Der saudische Arzt Taleb A. war am 20. Dezember 2024 mit einem Pkw über den Magdeburger Weihnachtsmarkt gerast und hatte sechs Menschen getötet sowie Hunderte verletzt. Derzeit wird Taleb A. deswegen der Prozess gemacht.
Laut dem 110-seitigen Ausschuss-Bericht war eine Verhinderung der Tat "nur wahrscheinlich, wenn alle Beteiligten ihrer Verantwortung gerecht geworden wären, der Weihnachtsmarkt ordentlich abgesichert gewesen wäre und es ein funktionierendes und gut geübtes Bedrohungs- und Gefährdungsmanagement unter Einbeziehung wichtiger nichtpolizeilicher Institutionen und forensischer Experten gegeben hätte", schreibt die MZ.
Der Bericht des Ausschusses weist der Polizei "Verantwortungsbeiträge" zu, es habe "die nötige Übersicht und Durchsetzung von sicheren Gesamtumständen" gefehlt.
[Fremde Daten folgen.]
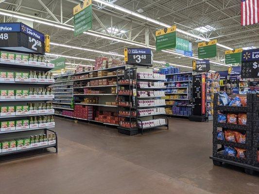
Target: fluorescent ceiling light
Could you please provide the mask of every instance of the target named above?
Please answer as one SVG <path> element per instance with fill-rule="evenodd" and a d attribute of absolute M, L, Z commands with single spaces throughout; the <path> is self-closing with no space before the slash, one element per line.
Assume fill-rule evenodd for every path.
<path fill-rule="evenodd" d="M 255 47 L 252 46 L 252 47 L 244 47 L 243 48 L 243 50 L 250 50 L 250 49 L 254 49 L 256 48 Z"/>
<path fill-rule="evenodd" d="M 125 33 L 126 32 L 126 31 L 123 30 L 121 30 L 120 32 L 119 32 L 119 29 L 117 29 L 115 28 L 111 28 L 110 27 L 108 29 L 107 29 L 107 31 L 111 33 L 112 33 L 113 34 L 115 34 L 116 33 L 117 33 L 117 35 L 121 34 L 121 33 Z"/>
<path fill-rule="evenodd" d="M 95 1 L 97 1 L 97 0 L 95 0 Z M 103 4 L 104 4 L 105 5 L 106 5 L 110 7 L 110 5 L 111 4 L 109 3 L 108 3 L 108 2 L 106 2 L 106 3 L 104 3 L 104 1 L 103 1 L 101 0 L 99 0 L 99 1 L 100 1 L 99 2 L 100 2 L 101 3 L 103 3 Z M 114 6 L 116 7 L 117 6 L 114 5 Z M 112 7 L 114 7 L 114 6 L 112 5 Z M 124 8 L 123 8 L 123 10 L 124 10 Z M 4 10 L 3 9 L 0 9 L 0 10 Z M 11 12 L 11 11 L 8 11 L 8 12 Z M 19 13 L 19 14 L 20 14 L 20 13 Z M 136 14 L 138 15 L 138 14 Z M 10 14 L 6 13 L 5 12 L 0 12 L 0 15 L 4 15 L 4 16 L 12 16 L 12 17 L 16 17 L 16 18 L 19 18 L 19 17 L 20 17 L 20 16 L 18 16 L 18 15 L 15 15 L 15 14 Z M 140 16 L 141 16 L 141 15 L 140 15 Z M 28 18 L 28 17 L 24 17 L 23 18 L 24 18 L 24 19 L 29 20 L 32 20 L 32 19 L 31 19 L 30 18 Z M 150 19 L 150 20 L 152 20 L 152 19 Z M 68 30 L 70 30 L 70 31 L 74 31 L 74 29 L 73 28 L 69 27 L 69 26 L 71 26 L 71 27 L 72 27 L 72 26 L 69 26 L 69 25 L 58 25 L 58 24 L 53 24 L 51 23 L 51 22 L 55 22 L 52 21 L 50 21 L 49 22 L 45 22 L 45 21 L 42 21 L 42 20 L 38 20 L 38 19 L 32 19 L 32 20 L 34 21 L 35 22 L 39 23 L 41 23 L 41 24 L 46 24 L 47 25 L 54 26 L 54 27 L 57 27 L 57 28 L 61 28 L 62 29 L 64 29 Z M 160 23 L 160 22 L 159 22 L 159 23 Z M 162 23 L 160 23 L 160 24 L 162 24 Z M 67 27 L 66 26 L 68 26 L 68 27 Z M 206 39 L 205 39 L 204 38 L 200 37 L 199 37 L 198 36 L 196 36 L 196 35 L 194 35 L 194 34 L 191 34 L 191 33 L 190 33 L 189 32 L 183 31 L 181 30 L 180 30 L 180 29 L 177 29 L 177 31 L 181 32 L 182 33 L 184 33 L 186 34 L 186 35 L 190 35 L 190 36 L 192 36 L 192 37 L 196 37 L 197 38 L 199 38 L 200 39 L 201 39 L 201 40 L 205 40 L 205 41 L 208 40 L 207 40 Z M 88 35 L 93 35 L 93 36 L 96 36 L 96 37 L 99 37 L 100 38 L 104 38 L 104 39 L 111 40 L 112 40 L 112 41 L 114 41 L 122 42 L 122 43 L 128 44 L 129 44 L 129 45 L 135 45 L 135 46 L 137 46 L 140 47 L 145 47 L 145 44 L 142 44 L 142 43 L 137 43 L 137 42 L 132 42 L 132 41 L 130 41 L 123 40 L 121 40 L 121 39 L 119 39 L 119 38 L 107 37 L 107 36 L 104 36 L 104 35 L 100 35 L 100 34 L 98 34 L 97 33 L 92 33 L 92 32 L 84 32 L 84 33 L 85 33 L 86 34 L 88 34 Z M 224 46 L 224 45 L 221 45 L 221 44 L 218 44 L 218 43 L 217 43 L 217 45 L 218 46 L 221 46 L 222 47 L 224 47 L 225 48 L 227 48 L 227 49 L 233 49 L 232 48 L 230 48 Z M 72 48 L 72 47 L 70 47 L 70 48 Z M 155 50 L 155 47 L 150 46 L 149 48 L 150 48 L 153 49 Z M 162 50 L 162 51 L 165 52 L 165 50 Z M 179 53 L 177 53 L 176 52 L 173 52 L 173 51 L 170 51 L 171 52 L 169 52 L 168 50 L 167 50 L 166 51 L 167 51 L 166 52 L 169 52 L 169 53 L 172 53 L 172 54 L 174 54 L 179 55 Z M 188 58 L 193 58 L 193 59 L 199 59 L 198 58 L 195 57 L 188 57 L 188 56 L 185 56 L 184 55 L 182 55 L 183 56 L 184 56 L 184 57 L 188 57 Z M 57 56 L 57 55 L 55 55 L 54 56 Z M 121 56 L 122 57 L 122 56 L 121 55 L 120 56 Z M 74 58 L 71 58 L 71 57 L 74 57 Z M 75 58 L 74 57 L 70 57 L 70 58 L 72 58 L 72 59 L 80 59 L 78 57 Z M 82 58 L 82 59 L 84 59 L 84 58 Z M 82 59 L 82 60 L 86 60 L 86 59 Z M 88 60 L 88 61 L 91 61 L 91 60 L 94 60 L 92 59 L 92 60 Z M 210 61 L 210 62 L 212 63 L 215 63 L 216 64 L 222 65 L 223 65 L 227 66 L 229 66 L 229 65 L 226 65 L 225 64 L 220 64 L 220 63 L 216 62 L 215 63 L 213 63 L 213 61 Z"/>
<path fill-rule="evenodd" d="M 95 61 L 94 59 L 88 59 L 86 58 L 81 58 L 81 57 L 73 57 L 71 56 L 62 55 L 59 55 L 59 54 L 56 54 L 45 53 L 45 55 L 47 56 L 55 56 L 56 57 L 63 57 L 68 58 L 69 59 L 79 59 L 80 60 L 84 60 L 84 61 Z"/>
<path fill-rule="evenodd" d="M 195 28 L 194 30 L 202 33 L 206 33 L 208 32 L 214 31 L 216 30 L 216 28 L 209 25 L 207 25 L 205 26 L 202 26 L 201 27 Z"/>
Bei der Landesregierung sieht der Ausschuss eine "gewisse politische Mitverantwortung", weil nach dem Anschlag auf den Breitscheidplatz in Berlin 2016 keine "klareren Regeln für die Zuständigkeiten" aufgestellt worden seien. Am schärfsten wird jedoch die von Oberbürgermeisterin Simone Borris (parteilos) geführte Verwaltung der Landeshauptstadt Magdeburg kritisiert: "Die politische Verantwortung ist ganz überwiegend bei der Stadt Magdeburg zu verorten", so der Ausschuss-Bericht. Dem Magdeburger Ordnungsamt wird attestiert: "Die Kompetenz im Amt war nicht ausreichend."